海をわたって風のくにへ

海をわたって風のくにへ

西へと
みじかい眠りを繋ぎながら
うず潮の海をわたる
古い記憶をなぞるように
島々はとつとつと
煙りの山はゆったりと
風の声を伝えてくる

雲は思いのままに
夏の空は膨らみつづける
いつかの風に誘われて
ぼくは眠り草に手を触れてみる
憶えているのは
土の匂いと水の匂い
そして古い遊び

風のくにでは
生者よりも死者のほうが多い
山の尾根でふかく
花崗岩とともに眠っている
竹やぶの暗い洞窟では
白い百合になった切支丹が
風の祈りを刻みつづける

迎え火を焚いたら
家の中が賑やかになった
古い人々は古い言葉をつかった
声が遠いと母がぼやく
耳の中に豆粒が入っていると
いくども同じことばかり言うので
子供らも耳の中に豆粒を入れた

送り火を焚いて夏をおくる
耳の豆粒を取り出すと
母の読経が聞こえた
ひぐらしの声で一日が明けて
ひぐらしの声で一日が暮れる
日がな風ばかり吸って
せみの腹は空っぽになった

きょうは目が痛いと母が言う
きのうは眩暈がし
おとといは便秘だった
薬が多すぎて配分がわからないと
母の目薬は探せないまま
ぼくはまた船に乗る
とうとう風の言葉は聞けなかった

投稿者

大阪府

コメント

  1. この抒情感は個人的にとてもしっくりくる。

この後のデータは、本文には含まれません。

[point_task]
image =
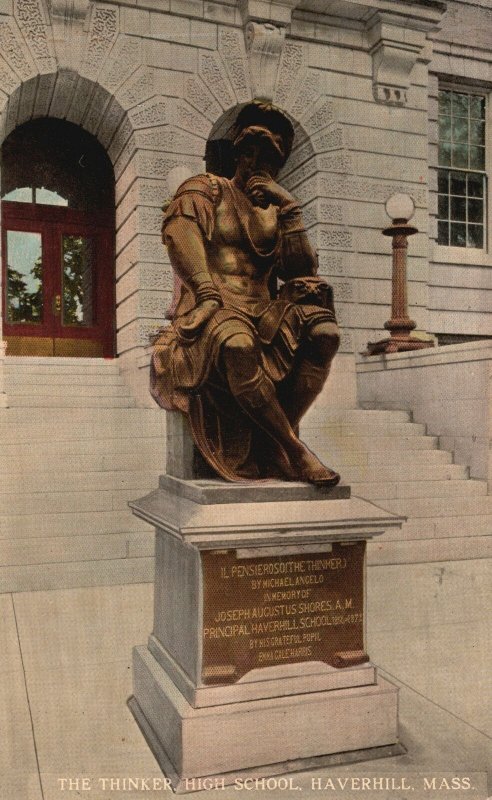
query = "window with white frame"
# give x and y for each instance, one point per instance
(462, 178)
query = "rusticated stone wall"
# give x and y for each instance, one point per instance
(153, 81)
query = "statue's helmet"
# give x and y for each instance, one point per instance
(263, 122)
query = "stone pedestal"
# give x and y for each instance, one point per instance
(257, 663)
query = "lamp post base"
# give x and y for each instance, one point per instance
(396, 345)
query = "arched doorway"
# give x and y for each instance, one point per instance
(58, 225)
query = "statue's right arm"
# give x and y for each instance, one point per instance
(186, 248)
(188, 225)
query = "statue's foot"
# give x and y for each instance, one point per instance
(281, 461)
(311, 470)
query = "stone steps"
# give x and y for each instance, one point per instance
(38, 391)
(58, 401)
(419, 489)
(68, 524)
(77, 452)
(73, 482)
(356, 475)
(109, 429)
(150, 456)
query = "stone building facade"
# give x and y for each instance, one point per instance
(155, 80)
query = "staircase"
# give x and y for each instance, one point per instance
(74, 450)
(389, 460)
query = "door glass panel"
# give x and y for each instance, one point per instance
(77, 265)
(21, 195)
(49, 198)
(24, 277)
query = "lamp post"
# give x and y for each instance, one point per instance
(400, 209)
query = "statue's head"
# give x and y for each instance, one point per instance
(265, 127)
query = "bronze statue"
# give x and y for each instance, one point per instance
(243, 359)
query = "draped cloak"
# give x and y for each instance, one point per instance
(187, 374)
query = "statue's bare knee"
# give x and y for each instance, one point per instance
(241, 355)
(324, 341)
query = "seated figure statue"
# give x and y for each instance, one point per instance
(242, 358)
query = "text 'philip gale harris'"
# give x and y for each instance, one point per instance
(277, 610)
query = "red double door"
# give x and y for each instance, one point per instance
(58, 281)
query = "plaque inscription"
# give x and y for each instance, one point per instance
(265, 611)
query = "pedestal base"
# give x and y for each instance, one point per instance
(271, 736)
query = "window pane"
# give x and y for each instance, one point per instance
(476, 185)
(77, 281)
(475, 236)
(443, 206)
(475, 211)
(443, 181)
(460, 129)
(445, 154)
(458, 234)
(444, 102)
(24, 277)
(477, 132)
(460, 155)
(460, 104)
(477, 106)
(22, 195)
(458, 208)
(443, 233)
(445, 129)
(477, 157)
(458, 183)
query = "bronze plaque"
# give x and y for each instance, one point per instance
(261, 612)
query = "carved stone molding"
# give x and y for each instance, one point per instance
(275, 12)
(69, 9)
(68, 19)
(395, 45)
(264, 44)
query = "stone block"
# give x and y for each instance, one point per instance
(300, 727)
(135, 21)
(169, 55)
(203, 34)
(170, 28)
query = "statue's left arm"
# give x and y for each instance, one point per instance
(296, 257)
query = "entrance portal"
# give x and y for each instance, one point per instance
(58, 242)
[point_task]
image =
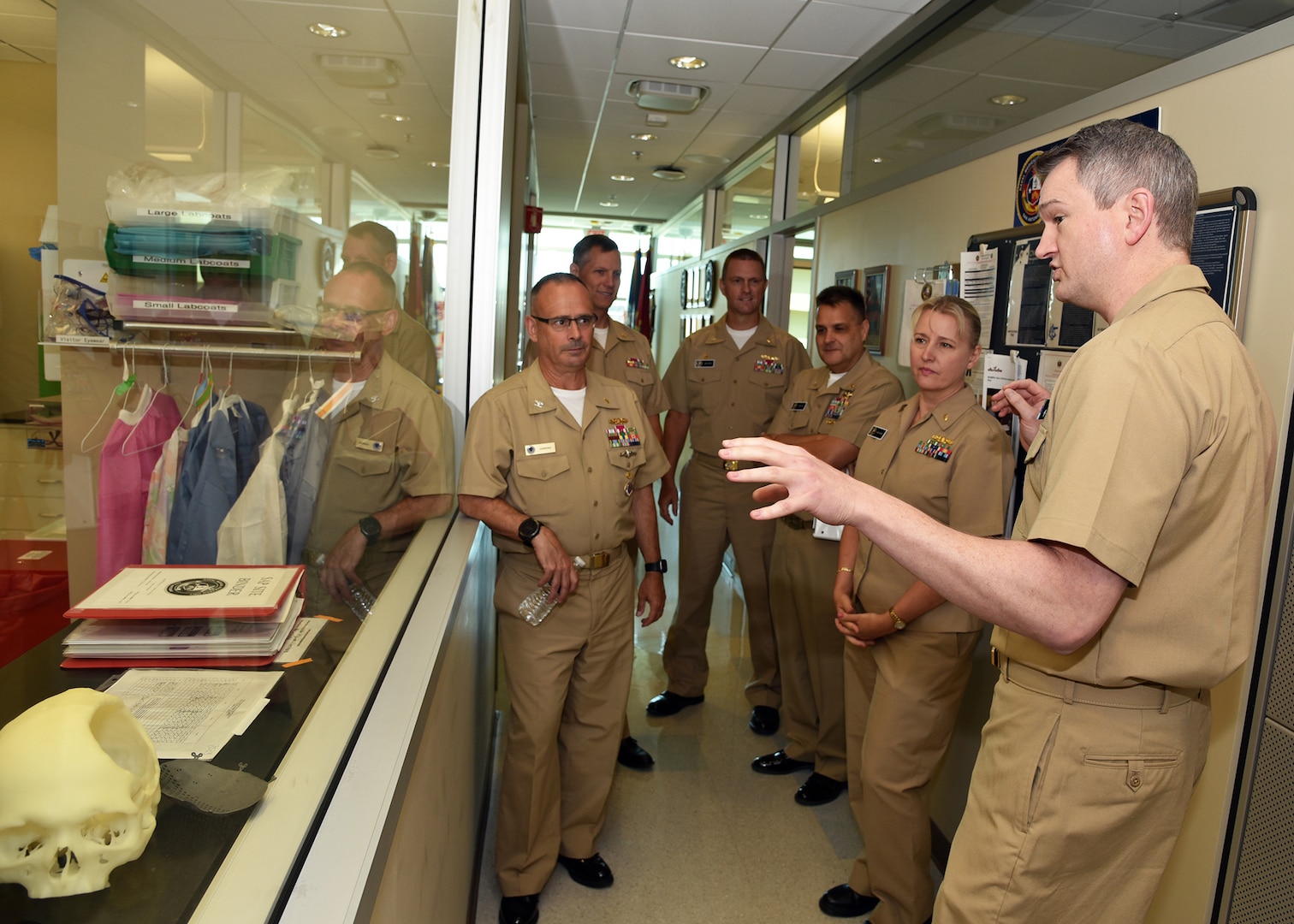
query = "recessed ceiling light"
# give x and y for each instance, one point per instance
(329, 32)
(708, 159)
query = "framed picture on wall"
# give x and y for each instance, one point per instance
(846, 277)
(876, 295)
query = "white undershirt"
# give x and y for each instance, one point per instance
(742, 337)
(573, 401)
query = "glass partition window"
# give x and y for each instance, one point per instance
(745, 202)
(681, 240)
(821, 148)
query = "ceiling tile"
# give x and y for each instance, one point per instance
(684, 22)
(798, 70)
(834, 29)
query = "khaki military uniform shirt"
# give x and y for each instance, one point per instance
(1157, 459)
(525, 447)
(392, 441)
(955, 466)
(412, 346)
(628, 358)
(733, 393)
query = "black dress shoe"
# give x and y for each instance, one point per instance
(819, 790)
(763, 720)
(844, 903)
(633, 756)
(669, 703)
(519, 910)
(778, 764)
(591, 873)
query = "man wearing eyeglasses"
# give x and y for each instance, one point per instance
(391, 449)
(409, 343)
(559, 464)
(624, 355)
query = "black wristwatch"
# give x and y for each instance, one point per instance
(371, 528)
(528, 530)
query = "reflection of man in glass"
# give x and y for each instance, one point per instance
(411, 343)
(391, 451)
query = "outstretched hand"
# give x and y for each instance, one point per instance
(792, 479)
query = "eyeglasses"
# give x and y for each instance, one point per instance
(561, 323)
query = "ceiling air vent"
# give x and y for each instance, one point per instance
(359, 70)
(667, 98)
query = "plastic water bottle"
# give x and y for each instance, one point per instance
(361, 598)
(537, 606)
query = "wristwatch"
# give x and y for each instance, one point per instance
(528, 530)
(371, 528)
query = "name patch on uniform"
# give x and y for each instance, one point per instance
(838, 406)
(937, 448)
(623, 435)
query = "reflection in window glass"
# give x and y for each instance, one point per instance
(821, 149)
(268, 144)
(745, 202)
(681, 240)
(800, 323)
(180, 124)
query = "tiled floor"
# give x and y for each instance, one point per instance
(700, 838)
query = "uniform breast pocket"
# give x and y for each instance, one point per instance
(365, 465)
(540, 489)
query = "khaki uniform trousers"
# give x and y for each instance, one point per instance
(810, 649)
(568, 682)
(1074, 808)
(901, 702)
(715, 512)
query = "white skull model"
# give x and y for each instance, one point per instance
(78, 793)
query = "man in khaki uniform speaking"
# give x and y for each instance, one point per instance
(559, 464)
(411, 343)
(391, 448)
(621, 353)
(1131, 583)
(726, 379)
(827, 412)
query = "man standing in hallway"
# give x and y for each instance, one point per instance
(411, 345)
(621, 353)
(1131, 585)
(726, 381)
(559, 464)
(827, 412)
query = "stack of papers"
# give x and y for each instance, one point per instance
(187, 616)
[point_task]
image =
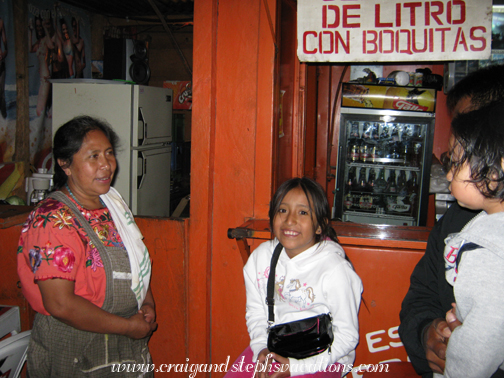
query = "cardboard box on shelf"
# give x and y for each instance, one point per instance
(182, 93)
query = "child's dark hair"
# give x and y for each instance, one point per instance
(316, 199)
(482, 87)
(480, 134)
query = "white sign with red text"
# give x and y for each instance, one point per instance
(393, 30)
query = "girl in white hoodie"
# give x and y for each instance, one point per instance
(312, 277)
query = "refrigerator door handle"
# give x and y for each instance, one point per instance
(142, 170)
(142, 132)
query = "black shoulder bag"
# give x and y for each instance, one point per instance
(301, 338)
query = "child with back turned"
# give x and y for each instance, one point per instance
(312, 278)
(474, 257)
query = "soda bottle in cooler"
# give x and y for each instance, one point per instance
(413, 191)
(402, 189)
(416, 154)
(353, 150)
(385, 131)
(354, 131)
(375, 133)
(371, 180)
(392, 184)
(362, 180)
(364, 152)
(350, 179)
(380, 183)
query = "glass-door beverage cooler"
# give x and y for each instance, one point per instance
(385, 154)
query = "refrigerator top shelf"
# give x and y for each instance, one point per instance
(381, 215)
(397, 166)
(386, 112)
(411, 99)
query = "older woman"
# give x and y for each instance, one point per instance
(83, 266)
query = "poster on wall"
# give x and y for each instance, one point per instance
(393, 31)
(59, 42)
(7, 82)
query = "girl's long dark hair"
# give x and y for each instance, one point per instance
(316, 199)
(480, 134)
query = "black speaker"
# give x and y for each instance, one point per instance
(126, 59)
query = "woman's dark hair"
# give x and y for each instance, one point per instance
(39, 32)
(480, 134)
(482, 87)
(68, 141)
(316, 199)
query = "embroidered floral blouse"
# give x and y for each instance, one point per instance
(53, 244)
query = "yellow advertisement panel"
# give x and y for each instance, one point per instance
(388, 97)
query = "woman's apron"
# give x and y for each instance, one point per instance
(59, 350)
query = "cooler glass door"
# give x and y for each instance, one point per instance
(384, 166)
(151, 182)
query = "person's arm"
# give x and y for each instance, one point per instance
(475, 348)
(148, 308)
(423, 326)
(61, 302)
(256, 317)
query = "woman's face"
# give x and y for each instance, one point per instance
(92, 168)
(294, 223)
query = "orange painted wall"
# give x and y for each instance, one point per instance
(231, 164)
(10, 292)
(166, 240)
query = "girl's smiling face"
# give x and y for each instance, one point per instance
(294, 224)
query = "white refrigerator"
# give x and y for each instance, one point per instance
(142, 118)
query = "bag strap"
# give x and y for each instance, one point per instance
(270, 301)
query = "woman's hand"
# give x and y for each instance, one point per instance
(282, 369)
(148, 308)
(139, 327)
(451, 318)
(148, 312)
(263, 364)
(62, 303)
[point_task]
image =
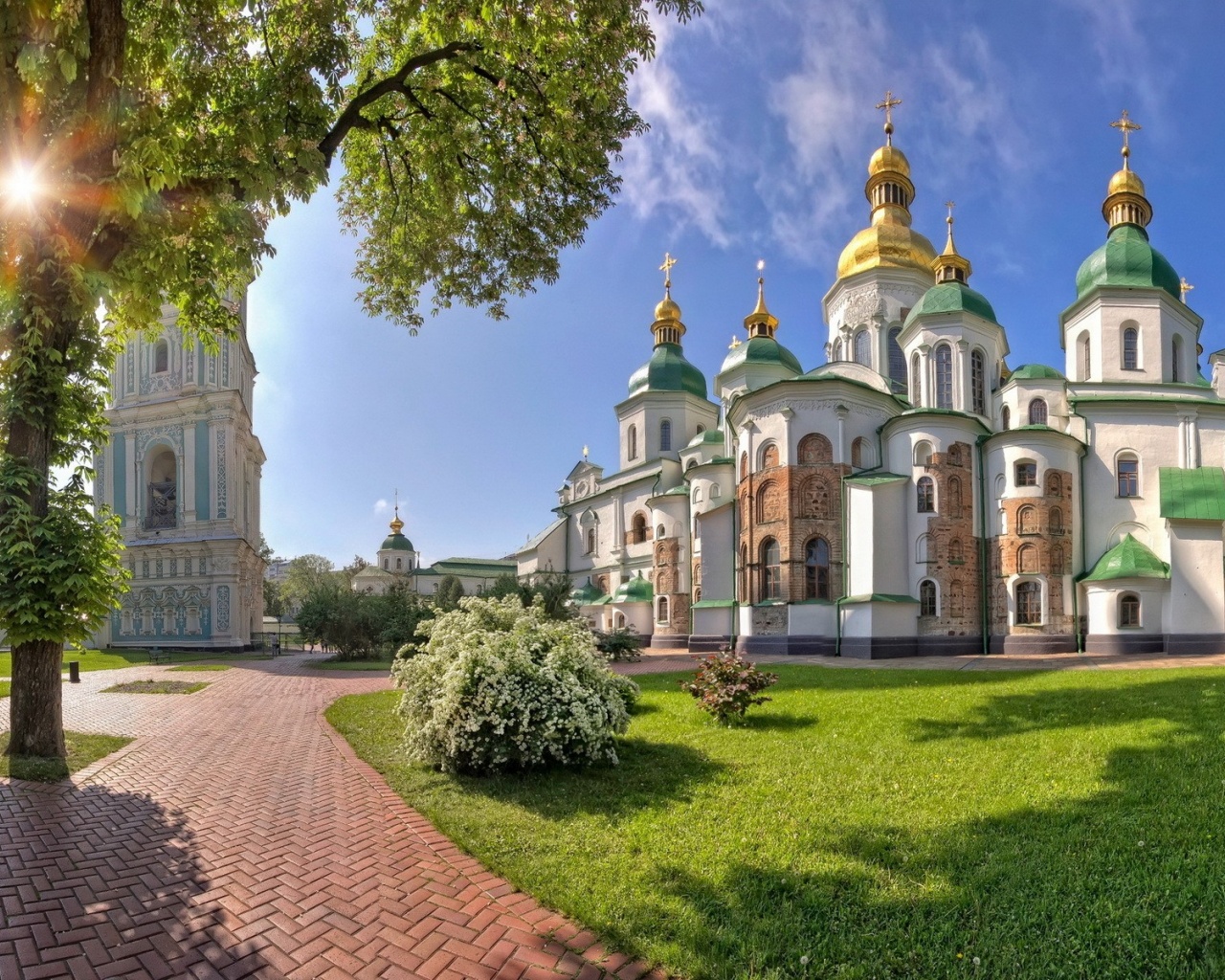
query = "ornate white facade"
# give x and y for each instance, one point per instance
(183, 472)
(914, 494)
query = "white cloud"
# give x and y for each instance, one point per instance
(678, 166)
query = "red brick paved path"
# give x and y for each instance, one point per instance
(240, 836)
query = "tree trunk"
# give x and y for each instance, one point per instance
(35, 708)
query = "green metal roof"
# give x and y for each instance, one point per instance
(1127, 258)
(668, 370)
(949, 298)
(635, 590)
(1036, 372)
(761, 350)
(1192, 494)
(1128, 559)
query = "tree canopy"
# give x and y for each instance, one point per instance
(147, 145)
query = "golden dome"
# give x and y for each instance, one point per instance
(666, 309)
(886, 245)
(888, 158)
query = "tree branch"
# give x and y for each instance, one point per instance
(350, 117)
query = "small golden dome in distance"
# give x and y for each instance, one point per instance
(666, 309)
(1125, 182)
(888, 158)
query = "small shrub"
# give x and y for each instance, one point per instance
(500, 686)
(622, 643)
(725, 685)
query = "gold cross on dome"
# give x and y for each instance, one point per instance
(1128, 126)
(666, 268)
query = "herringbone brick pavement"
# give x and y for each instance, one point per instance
(239, 836)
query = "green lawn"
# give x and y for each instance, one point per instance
(880, 823)
(154, 687)
(82, 750)
(115, 659)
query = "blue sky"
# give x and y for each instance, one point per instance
(762, 125)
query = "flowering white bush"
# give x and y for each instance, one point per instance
(501, 686)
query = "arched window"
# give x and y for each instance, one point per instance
(813, 450)
(956, 599)
(772, 571)
(897, 360)
(1127, 468)
(814, 499)
(1027, 521)
(944, 376)
(638, 528)
(1029, 604)
(816, 568)
(1055, 521)
(979, 383)
(767, 508)
(954, 498)
(864, 348)
(1131, 349)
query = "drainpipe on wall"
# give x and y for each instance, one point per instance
(984, 594)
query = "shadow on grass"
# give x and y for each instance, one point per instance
(1121, 883)
(648, 775)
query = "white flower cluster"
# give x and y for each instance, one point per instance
(503, 687)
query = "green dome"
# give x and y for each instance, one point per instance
(950, 298)
(1128, 559)
(1036, 372)
(668, 370)
(761, 350)
(1127, 258)
(635, 590)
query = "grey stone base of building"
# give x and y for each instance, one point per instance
(880, 647)
(792, 646)
(1111, 643)
(1034, 643)
(949, 646)
(708, 643)
(1182, 643)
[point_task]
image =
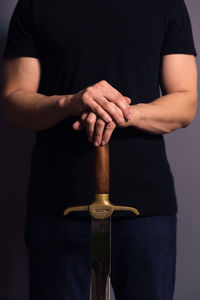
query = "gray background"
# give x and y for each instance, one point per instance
(183, 149)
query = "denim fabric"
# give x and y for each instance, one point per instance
(143, 257)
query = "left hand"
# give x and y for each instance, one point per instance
(97, 130)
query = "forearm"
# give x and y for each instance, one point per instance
(34, 111)
(165, 114)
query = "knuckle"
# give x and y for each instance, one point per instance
(95, 107)
(85, 96)
(102, 83)
(90, 121)
(99, 123)
(110, 126)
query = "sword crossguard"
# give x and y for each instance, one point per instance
(101, 208)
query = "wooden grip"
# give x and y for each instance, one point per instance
(101, 169)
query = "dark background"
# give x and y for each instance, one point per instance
(183, 150)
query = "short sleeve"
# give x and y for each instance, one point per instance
(179, 37)
(20, 39)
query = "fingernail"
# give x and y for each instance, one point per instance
(108, 119)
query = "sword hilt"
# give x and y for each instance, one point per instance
(101, 207)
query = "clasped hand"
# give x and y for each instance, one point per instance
(98, 131)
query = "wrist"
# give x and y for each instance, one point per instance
(64, 103)
(136, 115)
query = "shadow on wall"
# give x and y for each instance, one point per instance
(15, 153)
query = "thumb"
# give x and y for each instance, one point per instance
(78, 125)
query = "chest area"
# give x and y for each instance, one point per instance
(75, 25)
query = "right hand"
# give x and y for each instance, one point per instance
(102, 99)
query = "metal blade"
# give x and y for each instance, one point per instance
(100, 258)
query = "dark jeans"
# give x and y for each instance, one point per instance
(142, 266)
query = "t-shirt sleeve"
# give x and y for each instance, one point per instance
(179, 37)
(20, 39)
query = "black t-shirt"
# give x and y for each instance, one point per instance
(78, 44)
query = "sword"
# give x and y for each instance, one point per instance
(101, 210)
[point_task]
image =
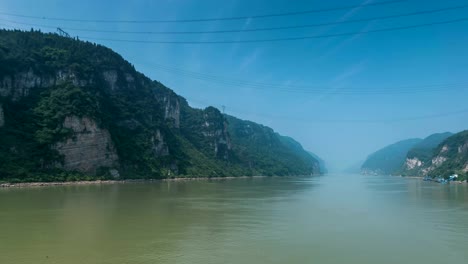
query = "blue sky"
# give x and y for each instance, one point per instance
(313, 90)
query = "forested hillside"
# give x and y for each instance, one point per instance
(76, 110)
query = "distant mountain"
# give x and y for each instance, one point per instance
(322, 164)
(450, 156)
(390, 159)
(422, 153)
(72, 110)
(355, 167)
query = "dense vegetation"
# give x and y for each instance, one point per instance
(388, 160)
(455, 150)
(45, 78)
(424, 150)
(438, 155)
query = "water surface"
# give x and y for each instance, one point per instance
(329, 219)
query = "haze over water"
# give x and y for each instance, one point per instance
(331, 219)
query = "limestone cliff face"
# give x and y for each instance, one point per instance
(413, 163)
(145, 129)
(215, 131)
(88, 149)
(2, 116)
(172, 109)
(159, 146)
(20, 84)
(451, 156)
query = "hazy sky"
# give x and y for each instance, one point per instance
(341, 97)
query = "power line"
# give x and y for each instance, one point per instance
(281, 39)
(248, 30)
(209, 19)
(308, 88)
(318, 119)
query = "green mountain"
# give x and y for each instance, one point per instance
(450, 156)
(390, 159)
(422, 153)
(76, 110)
(322, 164)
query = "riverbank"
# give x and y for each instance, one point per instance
(96, 182)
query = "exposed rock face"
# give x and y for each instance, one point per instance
(89, 148)
(2, 116)
(215, 129)
(413, 163)
(437, 161)
(20, 84)
(172, 109)
(111, 79)
(160, 147)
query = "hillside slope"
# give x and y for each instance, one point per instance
(72, 110)
(451, 156)
(421, 154)
(390, 159)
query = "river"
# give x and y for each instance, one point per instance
(336, 218)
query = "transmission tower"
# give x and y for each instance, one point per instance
(62, 33)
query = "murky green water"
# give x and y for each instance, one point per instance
(331, 219)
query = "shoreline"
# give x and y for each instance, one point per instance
(97, 182)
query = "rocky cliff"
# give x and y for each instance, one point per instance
(450, 157)
(389, 159)
(421, 154)
(72, 107)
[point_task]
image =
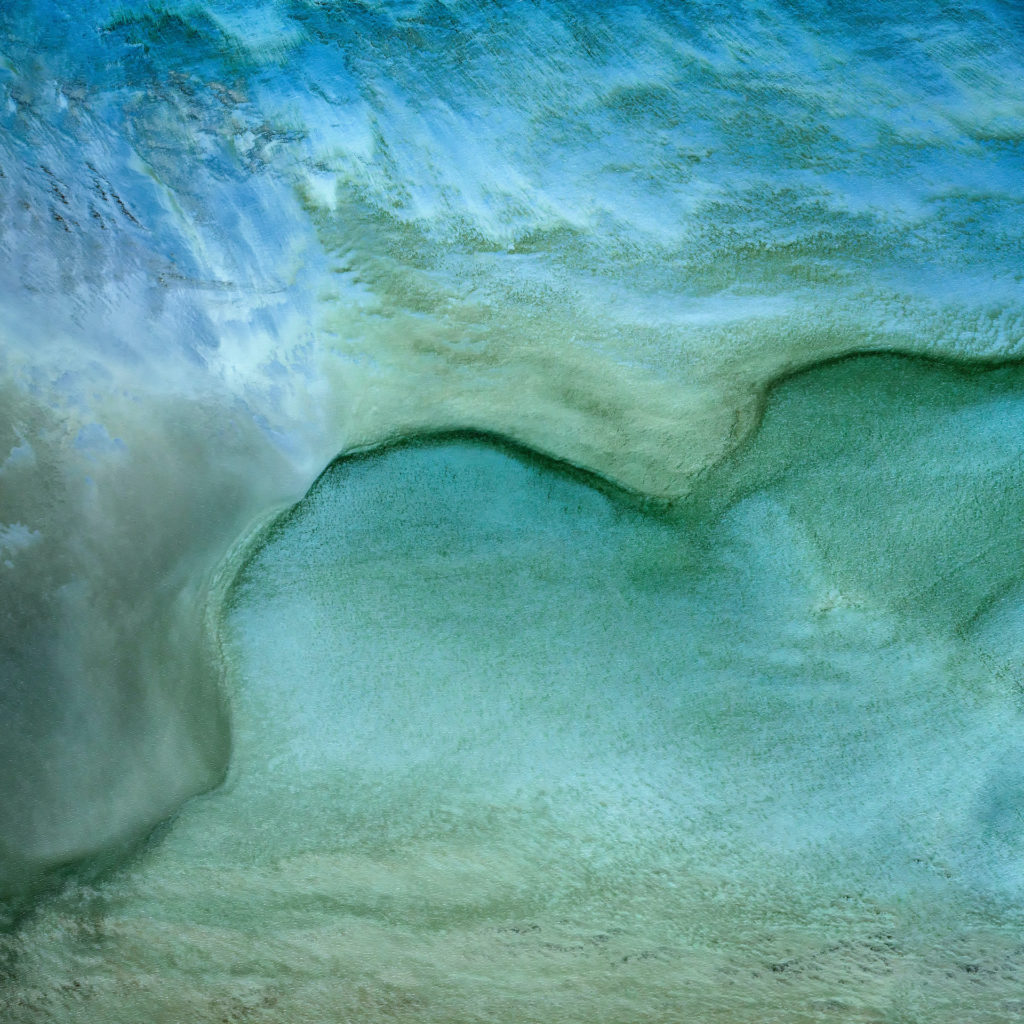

語り口も好みです。瀬戸内の山並が夕暮れに浮かぶそんな風景を浮かべました。

  2. 南海フェリーのサイトに掲載してもらいたいです。

  3. 王殺しさん
    コメントありがとうございました。
    コロナ禍で久しく船に乗って帰省もできず、しばし記憶の海を渡ってみました。

    あぶくもさん
    読んでいただき、ありがとうございました。
    ぼくがいつも利用しているのは、フェリーサンフラワーですが、船の旅はいいですね。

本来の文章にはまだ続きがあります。